Joseph Aziz

Personal information
- Full name: Joseph Annor Aziz
- Date of birth: 7 January 1974 (age 51)
- Place of birth: Accra, Ghana
- Height: 1.75 m (5 ft 9 in)
- Position(s): Forward

Senior career*
- Years: Team / Apps / (Gls)
- Ashanti Goldfields
- 0000–1995: Hearts of Oak
- 1995: Polonia Warsaw
- 1995: Legia Warsaw / 3 / (0)
- 1996–1997: Olimpia-Lechia Gdańsk / 2 / (0)
- 1997–1998: Polonia Warsaw
- 1998–1999: Sporting Cristal
- 1999–2000: Stuttgarter Kickers / 15 / (2)
- 2000–2004: FC Augsburg / 16 / (2)
- 2004–2005: SV Eintracht Trier 05 / 62 / (18)
- 2005–2006: SV Babberich
- SC Oranje Arnhem

International career
- Ghana / 12 / (7)

= Joseph Aziz =

Ghanaian footballer

 Joseph Annor Aziz (born 7 January 1974 in Accra) is a Ghanaian retired professional footballer who played as a forward for several clubs in Latin America and Europe and the Ghana national team.

== Career ==
In 1995, Aziz moved to Poland to play for Legia Warsaw.

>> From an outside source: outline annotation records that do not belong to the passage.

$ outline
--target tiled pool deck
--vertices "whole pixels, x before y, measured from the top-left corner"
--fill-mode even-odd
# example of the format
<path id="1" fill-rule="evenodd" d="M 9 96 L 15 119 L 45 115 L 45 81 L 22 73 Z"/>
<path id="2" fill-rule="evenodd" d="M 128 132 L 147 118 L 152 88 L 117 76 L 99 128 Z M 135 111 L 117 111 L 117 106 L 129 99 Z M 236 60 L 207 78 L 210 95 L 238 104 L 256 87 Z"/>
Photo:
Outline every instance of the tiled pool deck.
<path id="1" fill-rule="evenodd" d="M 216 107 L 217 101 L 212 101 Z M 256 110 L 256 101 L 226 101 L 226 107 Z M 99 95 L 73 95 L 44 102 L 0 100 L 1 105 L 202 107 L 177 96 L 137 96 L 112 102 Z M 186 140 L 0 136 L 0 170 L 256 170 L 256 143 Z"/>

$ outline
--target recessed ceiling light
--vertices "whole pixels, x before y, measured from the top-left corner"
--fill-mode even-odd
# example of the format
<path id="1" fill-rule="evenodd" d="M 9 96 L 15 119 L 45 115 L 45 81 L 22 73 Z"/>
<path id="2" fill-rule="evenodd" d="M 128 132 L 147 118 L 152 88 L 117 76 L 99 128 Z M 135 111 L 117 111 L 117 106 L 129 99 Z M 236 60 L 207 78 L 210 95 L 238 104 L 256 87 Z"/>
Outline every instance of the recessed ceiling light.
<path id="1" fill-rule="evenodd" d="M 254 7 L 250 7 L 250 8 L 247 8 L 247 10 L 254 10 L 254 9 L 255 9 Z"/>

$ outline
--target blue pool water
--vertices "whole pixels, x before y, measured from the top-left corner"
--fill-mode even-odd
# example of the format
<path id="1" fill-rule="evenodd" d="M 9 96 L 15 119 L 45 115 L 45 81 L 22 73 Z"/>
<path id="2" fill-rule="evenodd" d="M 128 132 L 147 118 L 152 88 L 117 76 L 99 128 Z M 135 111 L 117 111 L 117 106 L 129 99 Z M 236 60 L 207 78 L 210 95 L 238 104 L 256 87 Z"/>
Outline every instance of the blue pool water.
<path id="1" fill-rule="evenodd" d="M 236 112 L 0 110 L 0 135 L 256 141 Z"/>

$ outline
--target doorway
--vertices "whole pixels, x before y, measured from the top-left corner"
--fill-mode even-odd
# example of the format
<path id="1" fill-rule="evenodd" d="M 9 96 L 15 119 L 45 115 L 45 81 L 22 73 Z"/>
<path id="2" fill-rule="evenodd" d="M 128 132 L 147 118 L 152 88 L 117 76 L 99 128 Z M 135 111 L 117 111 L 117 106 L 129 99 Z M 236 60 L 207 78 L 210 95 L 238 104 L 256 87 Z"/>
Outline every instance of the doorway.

In October 1995 Aziz joined Olimpia-Lechia Gdańsk, the short lived team created by the merger of Lechia Gdańsk and Olimpia Poznań, before leaving the club in December. During his 3-month spell at Lechia he made two appearances. He played for Polonia Warsaw from 1996 to 1997, making 17 Ekstraklasa appearances and scoring once, before moving to Sporting Cristal of Peru. He spent the following seasons in Germany, enjoying success with SV Eintracht Trier 05.

== International ==
Aziz made twelve appearances for the Ghana national football team, scoring seven goals.